BATAVIA, NY -- On the first Leandra's Law interlock-device case to go through Genesee County Court, there were some bugs in the bureaucracy to be worked out.
First, the case of Joshua P. Garcia was delayed from the morning to the afternoon so State Probation form DPCA-520 BAL-IID could be filled out. That form is titled "Vehicle Operation and Access By Others," and contains a description of the vehicles a person convicted of DWI could drive.
Garcia, an Erie County resident charged with DWI on Dec. 20, filled out the form originally with two vehicles, but then decided to turn in the plates on one and it was scratched from the form.
Even so, the county has its own form, and it asked for two pieces of information not on the state form -- vehicle color and the license plate number. Since that form surfaced in court this afternoon, a deputy had to call dispatch and read the VIN number off the DPCA-520 BAL-IID form to a dispatcher and get the plate number.
Then, Garcia's attorney, Jerry Ader, petitioned the court for a hardship waiver so his client wouldn't have to pay for the interlock device. That form had to be filled out in triplicate and handed to the court at the time of sentencing, even though Judge Robert C. Noonan would be ruling on the matter in the same hearing.
In the end, Noonan found that Garcia's $25,000 annual salary was sufficient to pay for the device -- even with the fines for this DWI, a recent DWI conviction in Erie County plus probation fees there.
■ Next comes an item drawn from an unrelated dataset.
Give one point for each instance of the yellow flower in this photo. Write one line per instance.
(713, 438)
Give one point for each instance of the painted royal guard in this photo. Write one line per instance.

The judge sentenced Garcia to five years probation and 90 days intermittent incarceration.
Noonan said he didn't find Garcia "indigent enough" to waive the interlock-device fees, which judges can do under terms of Leandra's Law.
Garcia, a stepson of Joseph Benaquist, the Pembroke resident murdered by Scott Doll in February, 2009, said he has been through a lot recently and turned to drinking because of the stress.
"Now I see that alcohol has brought problems into my life," Garcia said. "I’m done with alcohol."
Under sentencing guidelines, Noonan had few options, but said, "I have enough faith in you to give you a try on probation."
Ader asked that the interlock-device requirement be delayed until Garcia is eligible for a conditional driver's license.
According to his reading of the law, Ader said, he believed Noonan had the discretion to set a later date for installation.
"It makes no sense when my client does not have license," Ader said. "If he gets behind the wheel of a car while on probation, he’s committing a felony."
But the law also requires the device be installed within 10 days of sentencing, which is what Noonan required.